The 13th General Chapter of the society, delayed for two years due to the pandemic, ended on May 20 in Ireland with the election of the new central team leaders and with Fr Richard Filima as the new leader.

Father Filima comes from the very first mission the Fathers of Kiltegan went to in Southern Nigeria 90 years ago.

The General Chapter takes place every six years.

The meeting brought together delegates from Brazil, Ireland, Central Africa, East Africa, Southern Africa, Britain, West Africa and Grenada. Father Richard Filima, 43, attended the General Chapter as an elected delegate from the District of Southern Africa.

Father Filima, from Bodo, Rivers State, Nigeria, is the eldest of six children. He joined the company in 1997 when he started his initial training in his home country.

He studied philosophy and theology in South Africa and Kenya.

After a long pastoral year in Brazil, he was ordained in 2008 and assigned to Mato Grosso in Brazil where he had his first appointment.

As part of ongoing formation, Fr. Filima did his postgraduate studies in Dublin and Cork, Ireland, from where he went to KwaPatrick, South Africa, as Director of Formation.

In 2020 he did vocations promotion work in Britain and later became the promotions director based in East Molesey.

St Patrick’s Missionary Society was founded on St Patrick’s Day 1932 to assist in the work of spreading the gospel.

It has its origins in the 1920s when a few diocesan priests from Ireland volunteered to join Irish Spiritan Bishop Joseph Shanahan in his missionary work in southern Nigeria.

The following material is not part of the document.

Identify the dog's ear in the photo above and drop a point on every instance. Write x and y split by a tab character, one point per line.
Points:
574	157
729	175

When the society started in 1932, all of its priests worked in Nigeria. Since then membership has grown and as other areas of need have been identified St Patrick’s Missionaries have moved to seven more African countries as well as South America and the Caribbean .

It was not until the early 1990s that the society became international, recruiting vocations in the countries where it ministered.